How do we encourage families to get more involved when they are so busy?
You have to work smarter, and you can’t work harder. I see it with my five daughters with our eight grandchildren really making careful choices about their time. I think doing things with your children is important for volunteer activities my advice is to try to choose some activities where your children can be involved.
Your five daughters are very active public servants. You talk about inspiring generosity in children. What was your secret?
I don’t think we did anything out of a recipe book. But I supposed they developed an interest in things beyond their immediate needs, and that has taken them into their life’s work. All five from an early age were involved in what I would call philanthropic activities.
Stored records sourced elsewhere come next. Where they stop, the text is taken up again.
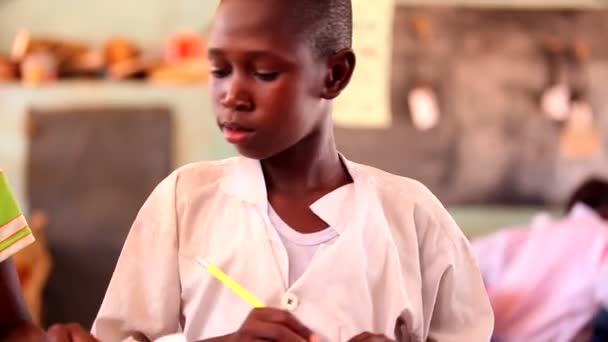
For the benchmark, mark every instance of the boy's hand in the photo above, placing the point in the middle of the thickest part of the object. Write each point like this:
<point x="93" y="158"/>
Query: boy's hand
<point x="369" y="337"/>
<point x="273" y="325"/>
<point x="69" y="333"/>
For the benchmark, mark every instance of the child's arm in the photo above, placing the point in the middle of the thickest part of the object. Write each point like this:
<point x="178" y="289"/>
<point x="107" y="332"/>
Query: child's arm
<point x="15" y="321"/>
<point x="143" y="298"/>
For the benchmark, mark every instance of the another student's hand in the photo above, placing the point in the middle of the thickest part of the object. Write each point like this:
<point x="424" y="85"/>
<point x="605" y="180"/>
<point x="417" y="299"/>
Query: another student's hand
<point x="273" y="325"/>
<point x="69" y="333"/>
<point x="369" y="337"/>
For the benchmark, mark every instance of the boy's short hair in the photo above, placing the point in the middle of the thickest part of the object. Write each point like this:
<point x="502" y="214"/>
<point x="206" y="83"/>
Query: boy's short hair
<point x="327" y="24"/>
<point x="592" y="193"/>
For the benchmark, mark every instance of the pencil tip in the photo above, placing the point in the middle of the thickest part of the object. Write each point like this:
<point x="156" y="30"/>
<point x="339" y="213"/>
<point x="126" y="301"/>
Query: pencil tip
<point x="202" y="262"/>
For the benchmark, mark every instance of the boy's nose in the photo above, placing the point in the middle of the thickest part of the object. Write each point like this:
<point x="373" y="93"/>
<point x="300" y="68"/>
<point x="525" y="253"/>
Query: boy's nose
<point x="236" y="99"/>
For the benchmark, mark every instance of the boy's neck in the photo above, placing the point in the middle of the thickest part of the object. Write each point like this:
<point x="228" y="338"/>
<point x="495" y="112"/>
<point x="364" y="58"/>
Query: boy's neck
<point x="313" y="164"/>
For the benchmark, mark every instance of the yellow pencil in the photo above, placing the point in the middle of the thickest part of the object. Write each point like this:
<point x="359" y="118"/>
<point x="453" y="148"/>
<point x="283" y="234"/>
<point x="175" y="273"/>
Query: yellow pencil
<point x="231" y="284"/>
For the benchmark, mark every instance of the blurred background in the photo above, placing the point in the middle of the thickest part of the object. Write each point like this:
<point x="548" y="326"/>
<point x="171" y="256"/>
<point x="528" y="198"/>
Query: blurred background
<point x="499" y="106"/>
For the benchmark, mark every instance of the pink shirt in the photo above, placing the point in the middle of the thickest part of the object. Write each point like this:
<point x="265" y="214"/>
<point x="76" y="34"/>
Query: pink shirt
<point x="542" y="281"/>
<point x="400" y="263"/>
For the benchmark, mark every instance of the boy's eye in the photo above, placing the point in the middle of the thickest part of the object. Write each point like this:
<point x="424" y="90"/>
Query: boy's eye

I remember we were in England on sabbatical leave in Cambridge, and my [eldest daughter] was four at the time, and we went to the little village church on Sundays and there was a congregation of 40 or 50. A very elderly hunchback man sat in the back pew, and the first Sunday, she went back and sat with him. She did that each Sunday.
What could parents say to their kids to inspire that kind of behaviour in them?
One hopes that parents expose their children to the needs of others, to broaden their appreciation of the society we live in – there is an awful lot of need. And very often, those of us blessed to live in very comfortable homes sometimes get cut off from the realities of society. I think that notion of developing a responsibility to use one’s treasure as well as one talent to satisfy needs other than one’s own are an important part of psychological and emotional development in children.
Where do you see the future going for philanthropy in Canada?
I think a steady progression toward a smarter, more caring nation.
Is there a specific goal we should be setting for ourselves?
By 2017, the notion of helping one’s neighbour is considered a core feature of Canadian citizenship – as opposed to an extracurricular activity.
This interview has been edited and condensed.